Dik.. tidak ada jawaban yang pas untuk menjawab pertanyaan demi pertanyaan diatas. Juga gunjingan demi gunjingan yang mengacu pada kebodohan kakak perihal berani mengambil keputusan melepas seseorang demi bersama orang lain. Sebab akan melelahkan jika menjelaskan sesuatu pada seseorang yang tak sepaham dengan pikiran kita. Namun, sedikit kakak jelaskan disini, cinta adalah perkara sederhana yang tidak bisa disederhanakan begitu saja. Saat diusia yang bukan lagi remaja, cinta bukan hanya cinta saja, dik. Ada mimpi, harapan, juga masadepan yang bergantung disana. Kita tidak butuh lagi ketampanan atau bahkan materi yang melimpah jika ia tak pernah bersedia memperjuangkan mimpinya. Jika mimpinya saja tidak pernah ia perjuangkan, bagaimana dengan cintanya? Bagaimana dengan mimpi kita? Lantas, apakah mimpi kita hanya akan kita perjuangkan seorang diri? Lalu, untuk apa cinta ada bersama kita? Hanya memberi semangat tanpa ingin berjuang bersama? Nihil, dik. Juga perihal materi yang melimpah, apakah selamanya kita akan dibahagiakan oleh materi saja? Apakah materi tidak akan habis oleh masa? Apakah materi menjadi yang didewakan dalam cinta?
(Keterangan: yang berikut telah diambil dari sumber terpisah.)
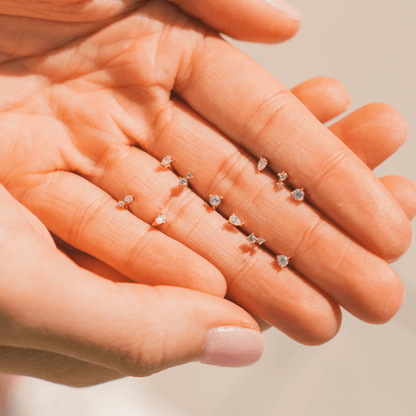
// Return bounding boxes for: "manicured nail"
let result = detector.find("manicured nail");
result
[199,326,264,367]
[265,0,302,20]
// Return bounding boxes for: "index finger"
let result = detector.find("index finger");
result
[175,34,411,261]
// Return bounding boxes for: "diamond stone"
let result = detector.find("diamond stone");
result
[209,195,221,209]
[277,171,287,181]
[292,189,305,201]
[247,234,257,245]
[155,214,166,225]
[257,157,269,172]
[276,254,289,267]
[160,155,172,168]
[228,214,242,227]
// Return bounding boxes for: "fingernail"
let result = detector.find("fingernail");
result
[199,326,264,367]
[265,0,302,20]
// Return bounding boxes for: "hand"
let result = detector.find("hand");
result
[0,185,263,386]
[0,2,410,344]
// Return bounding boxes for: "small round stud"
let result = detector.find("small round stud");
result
[209,194,222,209]
[276,254,290,269]
[247,234,257,246]
[160,155,173,169]
[152,214,168,227]
[257,157,269,172]
[292,188,305,202]
[257,237,266,246]
[228,214,244,227]
[179,172,194,186]
[117,195,134,209]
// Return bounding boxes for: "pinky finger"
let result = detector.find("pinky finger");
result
[380,175,416,220]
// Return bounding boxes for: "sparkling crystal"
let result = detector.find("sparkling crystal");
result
[160,155,172,168]
[257,157,268,172]
[228,214,241,227]
[292,189,305,201]
[155,214,166,225]
[247,234,257,245]
[209,195,221,208]
[276,254,289,267]
[277,171,287,181]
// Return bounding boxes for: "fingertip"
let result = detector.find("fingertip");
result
[356,267,404,325]
[171,0,301,43]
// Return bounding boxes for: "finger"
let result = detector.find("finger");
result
[175,32,411,260]
[291,77,351,123]
[380,175,416,220]
[49,136,340,344]
[55,237,133,283]
[137,98,403,324]
[329,103,409,169]
[0,185,263,370]
[0,347,124,387]
[170,0,302,43]
[17,172,226,297]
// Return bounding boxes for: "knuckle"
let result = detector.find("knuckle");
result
[247,89,298,152]
[212,149,253,192]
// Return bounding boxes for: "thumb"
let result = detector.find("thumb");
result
[170,0,302,43]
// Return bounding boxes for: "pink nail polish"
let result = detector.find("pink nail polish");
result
[265,0,302,20]
[199,326,264,367]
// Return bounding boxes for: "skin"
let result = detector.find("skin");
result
[0,1,415,385]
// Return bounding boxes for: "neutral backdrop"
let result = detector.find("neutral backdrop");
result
[16,0,416,416]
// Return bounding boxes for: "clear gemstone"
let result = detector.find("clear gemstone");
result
[209,195,221,208]
[155,214,166,225]
[160,155,172,167]
[257,157,268,172]
[277,171,287,181]
[229,214,241,227]
[292,189,305,201]
[247,234,257,244]
[276,254,289,267]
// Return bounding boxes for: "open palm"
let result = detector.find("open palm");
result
[0,1,410,352]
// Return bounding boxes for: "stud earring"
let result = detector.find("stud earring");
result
[179,172,194,186]
[276,254,290,269]
[257,157,269,172]
[209,194,222,209]
[228,214,244,227]
[160,155,173,169]
[292,188,305,202]
[152,214,168,227]
[117,195,133,209]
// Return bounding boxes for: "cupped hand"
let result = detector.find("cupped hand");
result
[0,185,263,386]
[0,1,410,344]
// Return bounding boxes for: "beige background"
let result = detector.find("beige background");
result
[16,0,416,416]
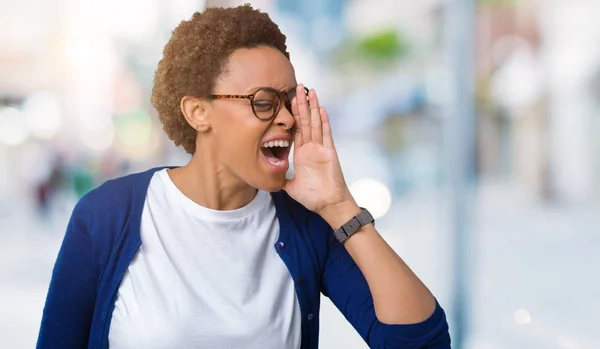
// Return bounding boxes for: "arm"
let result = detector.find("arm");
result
[284,85,450,349]
[322,198,450,349]
[37,197,97,349]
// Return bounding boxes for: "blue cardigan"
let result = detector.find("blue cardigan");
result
[37,168,450,349]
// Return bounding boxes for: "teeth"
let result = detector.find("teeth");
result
[262,141,290,148]
[267,159,285,166]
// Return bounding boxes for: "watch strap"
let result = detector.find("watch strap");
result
[333,207,375,244]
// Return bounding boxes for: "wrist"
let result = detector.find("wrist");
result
[319,198,361,230]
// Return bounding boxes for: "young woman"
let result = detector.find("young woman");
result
[38,5,450,349]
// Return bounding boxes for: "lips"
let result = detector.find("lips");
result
[260,134,292,171]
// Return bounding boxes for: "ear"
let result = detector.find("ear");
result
[179,96,210,132]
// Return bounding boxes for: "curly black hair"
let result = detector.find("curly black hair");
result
[152,4,290,154]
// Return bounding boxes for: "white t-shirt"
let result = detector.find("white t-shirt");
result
[108,169,301,349]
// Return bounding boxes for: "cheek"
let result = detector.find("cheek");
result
[215,107,269,159]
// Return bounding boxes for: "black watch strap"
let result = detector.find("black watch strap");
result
[333,207,375,244]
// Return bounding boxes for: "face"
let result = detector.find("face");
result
[199,47,297,191]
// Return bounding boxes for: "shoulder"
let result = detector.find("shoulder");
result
[80,167,166,208]
[73,167,171,224]
[272,190,331,234]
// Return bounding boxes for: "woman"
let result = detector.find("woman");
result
[38,5,450,349]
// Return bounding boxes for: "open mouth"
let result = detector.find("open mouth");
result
[260,140,290,166]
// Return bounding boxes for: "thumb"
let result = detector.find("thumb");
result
[283,178,295,196]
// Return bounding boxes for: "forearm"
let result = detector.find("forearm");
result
[321,200,435,324]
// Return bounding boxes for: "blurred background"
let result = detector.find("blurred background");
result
[0,0,600,349]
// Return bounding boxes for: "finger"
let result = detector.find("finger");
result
[320,107,335,149]
[292,98,302,147]
[296,84,312,143]
[308,90,323,144]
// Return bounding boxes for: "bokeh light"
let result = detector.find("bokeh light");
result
[350,178,392,219]
[23,92,63,139]
[515,309,531,325]
[0,107,29,146]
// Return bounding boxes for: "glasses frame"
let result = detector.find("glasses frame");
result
[208,86,309,121]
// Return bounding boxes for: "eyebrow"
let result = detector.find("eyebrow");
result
[246,86,296,93]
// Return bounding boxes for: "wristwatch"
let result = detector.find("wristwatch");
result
[333,207,375,244]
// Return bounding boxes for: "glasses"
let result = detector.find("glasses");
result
[208,87,308,121]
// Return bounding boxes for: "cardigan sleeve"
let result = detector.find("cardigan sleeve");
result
[321,231,450,349]
[37,196,97,349]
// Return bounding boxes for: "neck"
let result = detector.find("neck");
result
[169,148,257,211]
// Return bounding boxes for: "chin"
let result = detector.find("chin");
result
[257,175,286,193]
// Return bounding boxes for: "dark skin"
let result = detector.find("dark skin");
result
[169,47,435,324]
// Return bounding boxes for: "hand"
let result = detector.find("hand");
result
[283,85,354,216]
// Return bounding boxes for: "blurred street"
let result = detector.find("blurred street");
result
[0,179,600,349]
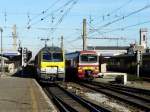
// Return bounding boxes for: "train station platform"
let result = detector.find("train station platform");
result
[0,76,56,112]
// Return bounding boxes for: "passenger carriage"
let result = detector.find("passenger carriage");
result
[66,50,99,79]
[35,47,65,82]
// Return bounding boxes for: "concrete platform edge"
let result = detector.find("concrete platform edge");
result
[32,79,57,112]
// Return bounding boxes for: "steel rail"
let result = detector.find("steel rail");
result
[46,84,110,112]
[78,83,150,111]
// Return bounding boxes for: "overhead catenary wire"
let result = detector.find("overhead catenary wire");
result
[27,0,74,29]
[101,0,133,20]
[90,5,150,33]
[51,0,78,31]
[28,0,60,24]
[101,20,150,34]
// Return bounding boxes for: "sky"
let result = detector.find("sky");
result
[0,0,150,54]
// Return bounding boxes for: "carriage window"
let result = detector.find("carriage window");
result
[53,53,63,61]
[43,53,52,61]
[81,54,97,62]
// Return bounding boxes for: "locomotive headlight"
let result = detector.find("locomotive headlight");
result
[41,68,46,73]
[94,67,99,73]
[78,67,83,73]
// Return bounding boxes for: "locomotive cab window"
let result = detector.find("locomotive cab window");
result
[43,53,63,62]
[80,54,97,62]
[53,53,63,61]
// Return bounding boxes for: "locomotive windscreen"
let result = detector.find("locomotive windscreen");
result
[43,53,63,62]
[80,54,97,62]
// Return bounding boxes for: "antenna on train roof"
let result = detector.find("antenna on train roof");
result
[41,38,49,47]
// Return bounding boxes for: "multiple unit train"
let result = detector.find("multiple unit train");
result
[34,47,99,82]
[66,50,99,80]
[107,53,150,75]
[35,47,65,82]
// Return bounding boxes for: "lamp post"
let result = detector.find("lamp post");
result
[0,27,3,75]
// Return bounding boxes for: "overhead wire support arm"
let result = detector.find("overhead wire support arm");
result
[41,38,49,47]
[93,5,150,32]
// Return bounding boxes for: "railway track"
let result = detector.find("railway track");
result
[44,84,110,112]
[79,82,150,111]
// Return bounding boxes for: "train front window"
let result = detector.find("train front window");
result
[80,54,97,62]
[43,53,52,61]
[53,53,63,61]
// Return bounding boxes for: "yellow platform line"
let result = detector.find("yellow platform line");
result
[30,82,38,112]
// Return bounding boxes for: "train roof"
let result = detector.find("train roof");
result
[40,46,62,52]
[66,50,96,55]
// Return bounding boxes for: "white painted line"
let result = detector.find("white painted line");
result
[32,79,57,112]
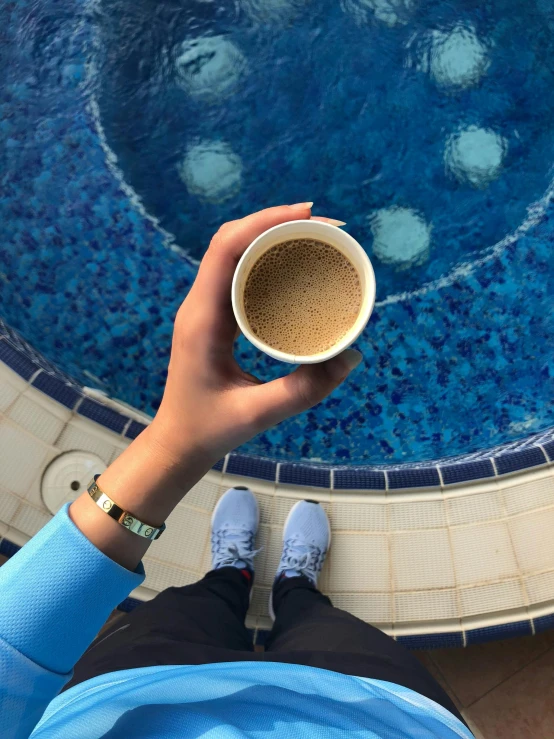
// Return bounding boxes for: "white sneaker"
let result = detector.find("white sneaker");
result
[211,487,260,572]
[269,500,331,620]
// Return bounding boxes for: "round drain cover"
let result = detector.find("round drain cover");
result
[41,452,106,513]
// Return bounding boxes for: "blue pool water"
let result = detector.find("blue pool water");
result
[0,0,554,463]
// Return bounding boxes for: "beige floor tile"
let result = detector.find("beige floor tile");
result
[467,648,554,739]
[429,631,554,708]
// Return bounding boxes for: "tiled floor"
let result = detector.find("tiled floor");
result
[416,631,554,739]
[0,555,554,739]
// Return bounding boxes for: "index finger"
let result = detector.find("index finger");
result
[195,203,312,321]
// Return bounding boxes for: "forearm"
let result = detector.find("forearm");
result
[70,421,217,570]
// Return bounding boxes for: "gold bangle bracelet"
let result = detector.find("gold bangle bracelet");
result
[87,475,165,541]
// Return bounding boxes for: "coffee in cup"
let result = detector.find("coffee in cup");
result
[244,239,362,355]
[232,220,375,363]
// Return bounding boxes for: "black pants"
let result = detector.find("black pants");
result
[65,567,463,721]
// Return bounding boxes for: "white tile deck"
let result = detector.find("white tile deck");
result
[0,365,554,634]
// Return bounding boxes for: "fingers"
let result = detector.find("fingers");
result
[244,349,362,433]
[196,203,312,308]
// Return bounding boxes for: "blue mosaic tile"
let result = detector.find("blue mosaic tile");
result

Cinta memang matrealistis dik, namun tidak sehina itu.

Berani melepas seseorang demi orang lain yang bersedia memperjuangkan mimpinya juga mengajak kita berjuang bersama atas mimpi-mimpi kita itu jauh lebih membahagiakan, dik. Sebab cinta bukan perkara yang rumit, hanya perlu bersedia berjuang bersama saja sudah lebih dari cukup. Yang perlu kita tau, ada masadepan disana, juga mimpi-mimpi yang harus diperjuangkan. Ini bukan perihal kelebihan lagi, ini adalah perihal bagaimana ia berjuang untuk mimpinya, hidupnya, juga masadepannya. Sepakat untuk bersama, menerima segala kekurangannya, dan berjuang bersama atas mimpi-mimpi kita. Sesederhana itu, dik.
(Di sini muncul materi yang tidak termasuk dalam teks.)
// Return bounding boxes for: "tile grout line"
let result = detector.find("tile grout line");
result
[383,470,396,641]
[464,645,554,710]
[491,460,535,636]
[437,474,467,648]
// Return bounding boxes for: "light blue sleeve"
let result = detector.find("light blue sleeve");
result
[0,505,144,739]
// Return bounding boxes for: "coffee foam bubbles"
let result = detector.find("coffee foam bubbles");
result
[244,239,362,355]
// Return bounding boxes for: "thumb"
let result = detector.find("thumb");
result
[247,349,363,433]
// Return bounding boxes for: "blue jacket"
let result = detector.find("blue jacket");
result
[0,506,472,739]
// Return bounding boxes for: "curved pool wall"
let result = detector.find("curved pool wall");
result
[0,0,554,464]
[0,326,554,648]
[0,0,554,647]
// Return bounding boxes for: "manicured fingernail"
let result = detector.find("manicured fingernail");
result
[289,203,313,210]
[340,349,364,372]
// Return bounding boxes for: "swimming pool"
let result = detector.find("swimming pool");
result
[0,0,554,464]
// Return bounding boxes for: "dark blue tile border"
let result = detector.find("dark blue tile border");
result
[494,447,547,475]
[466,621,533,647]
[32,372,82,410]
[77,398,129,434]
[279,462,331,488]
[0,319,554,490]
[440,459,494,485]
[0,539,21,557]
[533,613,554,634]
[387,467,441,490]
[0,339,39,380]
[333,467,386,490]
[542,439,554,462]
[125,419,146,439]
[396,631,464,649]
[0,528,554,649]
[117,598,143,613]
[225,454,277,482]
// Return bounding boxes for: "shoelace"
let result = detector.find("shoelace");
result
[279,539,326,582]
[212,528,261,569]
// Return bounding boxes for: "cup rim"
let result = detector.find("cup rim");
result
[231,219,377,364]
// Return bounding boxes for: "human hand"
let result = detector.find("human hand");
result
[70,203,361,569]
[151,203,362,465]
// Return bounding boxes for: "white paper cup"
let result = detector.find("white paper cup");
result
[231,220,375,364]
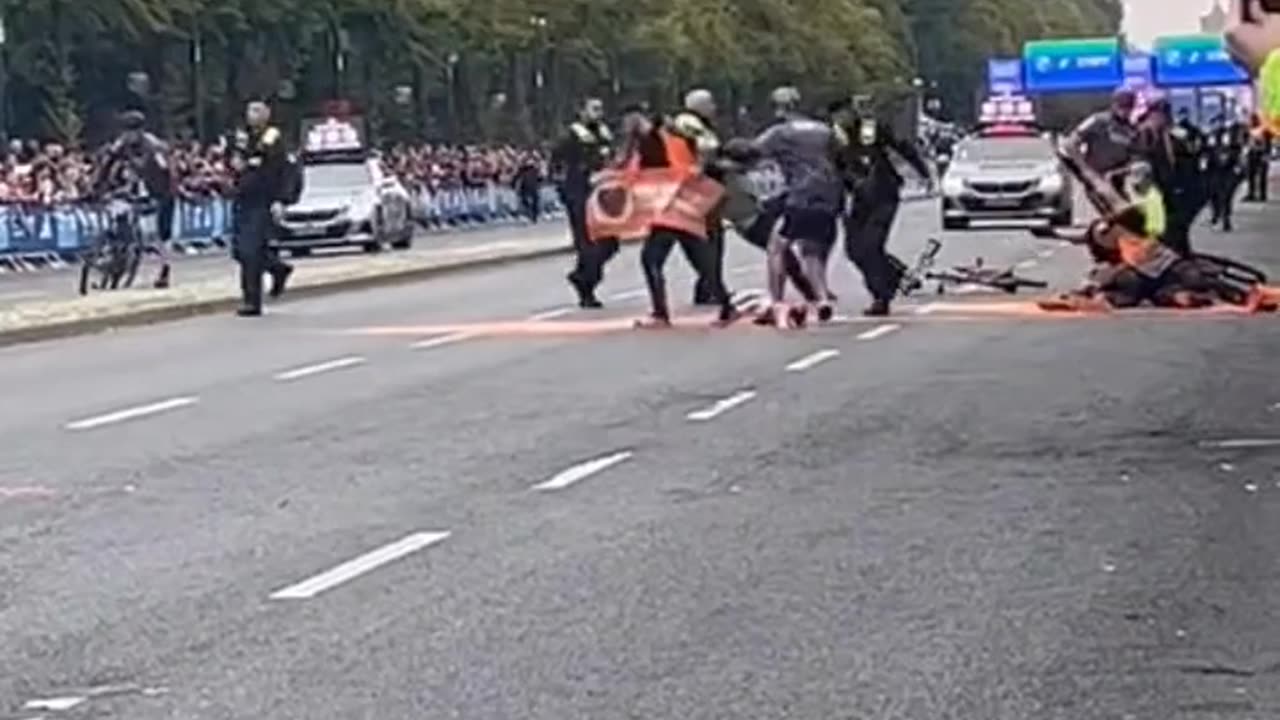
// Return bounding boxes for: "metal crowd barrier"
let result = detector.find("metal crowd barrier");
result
[0,184,562,269]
Sebab dari itulah, terkadang hidup memang menawarkan banyak pilihan. Kita dituntut untuk memilih atau bertahan pada pilihan. Jika dirasa pilihan kita sudah lebih dari cukup untuk melengkapi kita, kita tak perlu lagi memutuskan untuk memilih. Namun, jika sebaliknya, pilihan kita tak pernah bersedia memperjuangkan apa yang seharusnya diperjuangkan, lepaskan. Tentukan pilihan lain. Hidup kita adalah perihal bagaimana pilihan kita nanti. Pilihan kita pun pasti akan mendatangkan resiko, namun bukankah kita berhak memilih untuk bahagia? Maka, jika kita hanya mendengarkan gunjingan orang lain tentu akan sangat melelahkan. Namun, ini hidup kita, dik. Bahagia kita adalah perihal bagaimana cara kita menentukan pilihan bukan mendengarkan gunjingan mereka.